Dieser Artikel befasst sich mit dem Computerspiel Postal, der gleichnamige Film findet sich unter Postal (Film). Daneben ist Postal auch der italienische Name der Südtiroler Gemeinde Burgstall.
Postal
Entwickler: Running With Scissors, Inc.
Verleger: Ripcord Games
Publikation: 14. November 1997
Plattform(en): PC (Linux, Windows), Mac OS X
Genre: Third-Person-Shooter
Spielmodi: Singleplayer, Multiplayer
Steuerung: Tastatur
Systemminima: 133 MHz CPU, 16 MB RAM, 24 MB Festplatte
Medien: CD-ROM
Sprache: Englisch, Deutsch
Altersfreigabe: PEGI:
Keine
Klassifizierung


USK:
Keine
Klassifizierung

Postal ist eine Computerspiele-Serie des US-amerikanischen Entwicklungsstudios Running with Scissors, Inc. (RWS). Teil eins erschien 1997 und erhielt 2003 einen Nachfolger, der auf der Unreal Engine basiert. Teil zwei ist daher ein First Person Shooter, während sich der erste Teil noch einer isometrischen 2D-Ansicht bedient.

Beide Teile werden aufgrund ihrer deutlichen Gewaltdarstellung, auch gegen unbewaffnete Zivilisten, sehr stark kritisiert. Postal 2 ist in Deutschland indiziert. In Neuseeland und Australien war Postal neben Manhunt ein weiteres Spiel, das durch das Office of Film and Literature Classification keine Prüfung erhielt, solche Spiele gelten dann in diesen Ländern als verboten (Ein ungeprüfter Film darf dort weder verkauft, gekauft, angesehen noch überhaupt importiert werden).

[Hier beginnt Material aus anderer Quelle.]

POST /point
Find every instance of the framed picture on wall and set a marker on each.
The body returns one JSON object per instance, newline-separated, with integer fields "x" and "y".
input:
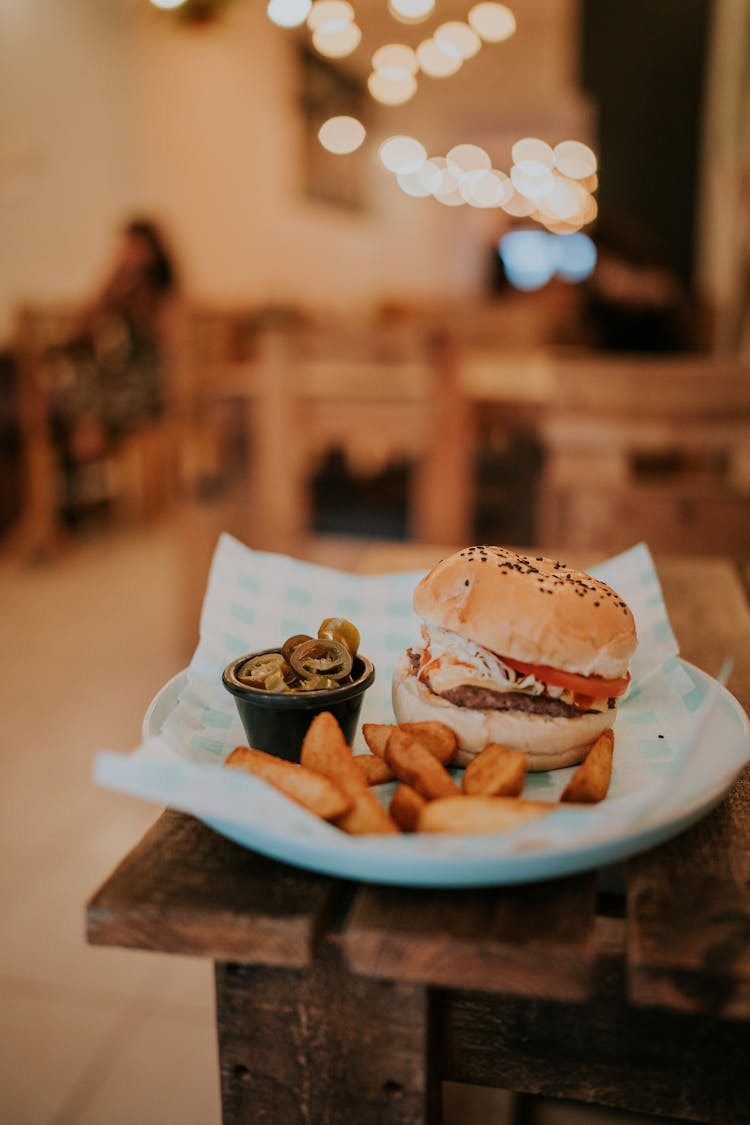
{"x": 327, "y": 90}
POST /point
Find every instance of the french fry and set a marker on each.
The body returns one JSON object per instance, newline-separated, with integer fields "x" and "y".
{"x": 313, "y": 791}
{"x": 376, "y": 735}
{"x": 405, "y": 808}
{"x": 326, "y": 752}
{"x": 413, "y": 763}
{"x": 375, "y": 770}
{"x": 590, "y": 782}
{"x": 436, "y": 737}
{"x": 497, "y": 771}
{"x": 440, "y": 739}
{"x": 478, "y": 815}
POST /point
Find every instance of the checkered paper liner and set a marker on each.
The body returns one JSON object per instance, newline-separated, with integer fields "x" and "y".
{"x": 255, "y": 599}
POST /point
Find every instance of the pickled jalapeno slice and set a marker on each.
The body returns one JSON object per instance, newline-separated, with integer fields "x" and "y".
{"x": 291, "y": 644}
{"x": 343, "y": 631}
{"x": 317, "y": 684}
{"x": 321, "y": 658}
{"x": 269, "y": 672}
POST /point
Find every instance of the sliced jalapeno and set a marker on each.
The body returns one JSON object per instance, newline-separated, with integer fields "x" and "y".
{"x": 322, "y": 658}
{"x": 291, "y": 644}
{"x": 269, "y": 672}
{"x": 317, "y": 683}
{"x": 343, "y": 631}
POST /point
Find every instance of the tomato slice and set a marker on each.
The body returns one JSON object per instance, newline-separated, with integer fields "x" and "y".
{"x": 593, "y": 686}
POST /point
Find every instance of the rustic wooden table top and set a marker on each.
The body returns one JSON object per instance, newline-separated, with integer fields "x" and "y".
{"x": 531, "y": 981}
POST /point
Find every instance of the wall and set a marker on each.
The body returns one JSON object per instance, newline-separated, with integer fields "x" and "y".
{"x": 108, "y": 108}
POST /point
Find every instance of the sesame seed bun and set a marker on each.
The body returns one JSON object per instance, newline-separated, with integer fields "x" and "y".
{"x": 529, "y": 609}
{"x": 548, "y": 741}
{"x": 532, "y": 609}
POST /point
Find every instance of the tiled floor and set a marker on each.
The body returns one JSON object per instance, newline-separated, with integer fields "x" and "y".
{"x": 99, "y": 1036}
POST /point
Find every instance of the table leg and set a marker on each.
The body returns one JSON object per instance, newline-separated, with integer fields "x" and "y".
{"x": 321, "y": 1046}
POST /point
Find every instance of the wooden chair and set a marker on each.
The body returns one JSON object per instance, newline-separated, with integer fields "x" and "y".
{"x": 377, "y": 396}
{"x": 652, "y": 448}
{"x": 139, "y": 477}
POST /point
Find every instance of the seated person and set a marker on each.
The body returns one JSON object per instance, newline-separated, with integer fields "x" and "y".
{"x": 110, "y": 378}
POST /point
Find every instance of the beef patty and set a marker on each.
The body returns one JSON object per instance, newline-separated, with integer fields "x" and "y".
{"x": 485, "y": 699}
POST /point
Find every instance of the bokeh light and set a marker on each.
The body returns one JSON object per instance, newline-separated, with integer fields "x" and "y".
{"x": 517, "y": 205}
{"x": 491, "y": 21}
{"x": 533, "y": 258}
{"x": 462, "y": 37}
{"x": 395, "y": 60}
{"x": 532, "y": 179}
{"x": 336, "y": 41}
{"x": 439, "y": 59}
{"x": 342, "y": 135}
{"x": 467, "y": 158}
{"x": 403, "y": 154}
{"x": 575, "y": 159}
{"x": 410, "y": 11}
{"x": 413, "y": 185}
{"x": 325, "y": 11}
{"x": 288, "y": 12}
{"x": 576, "y": 257}
{"x": 533, "y": 149}
{"x": 485, "y": 188}
{"x": 391, "y": 91}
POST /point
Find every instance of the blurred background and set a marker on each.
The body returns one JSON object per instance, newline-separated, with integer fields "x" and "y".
{"x": 261, "y": 275}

Der Name des Spiels basiert auf der amerikanischen Redewendung „going postal“, was soviel bedeutet wie „einen Amoklauf starten“ oder schlicht „durchdrehen“.

Inhaltsverzeichnis

Postal

Postal versetzt den Spieler in die Rolle des Postal Dude, dem in der Spielwelt etliche Waffen zur Verfügung stehen, um seinem Frust Luft zu verschaffen und die Spielwelt in Schutt und Asche zu legen.

Der United States Postal Service strengte eine Markenrechtsklage gegen Running With Scissors an, verlor diese jedoch nach sechs Jahren.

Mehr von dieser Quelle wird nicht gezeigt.